Araştırmacılar gezegenin bilinmeyen cisimlerden ziyade olağandışı kütleçekim dinamikleri sonucu meydana gelmiş bir fenomen olabileceğini söylüyor

(NASA)
(NASA)
TT

Fizikçilerden "9. Gezegen"e dair yeni teori: "Bambaşka bir şey olabilir"

(NASA)
(NASA)

Bilim insanlarına göre Güneş sistemimizin ucunda saklanan ve "9. Gezegen" diye adlandırılan cisim aslında bambaşka bir şey olabilir.

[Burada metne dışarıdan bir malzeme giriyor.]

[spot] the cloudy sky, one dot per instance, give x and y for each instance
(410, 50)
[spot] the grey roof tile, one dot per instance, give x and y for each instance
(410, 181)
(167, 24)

Güneş sistemimizin ucundaki cisimlerin açıklanamayan hareketleri bazı kişilerin, gezegen bölgemizin uzağındaki karanlık kısımlarda saklanan ve 9. Gezegen diye adlandırdıkları başka bir dünyanın bu cisimleri etkilediğini iddia etmesine yol açtı. Güneş Sistemi'nin uzak noktalarındaki cisimlerin, muhtemelen başka bir gezegen olan göremediğimiz bir cisim tarafından çekiliyormuş gibi davrandığı öne sürülüyor.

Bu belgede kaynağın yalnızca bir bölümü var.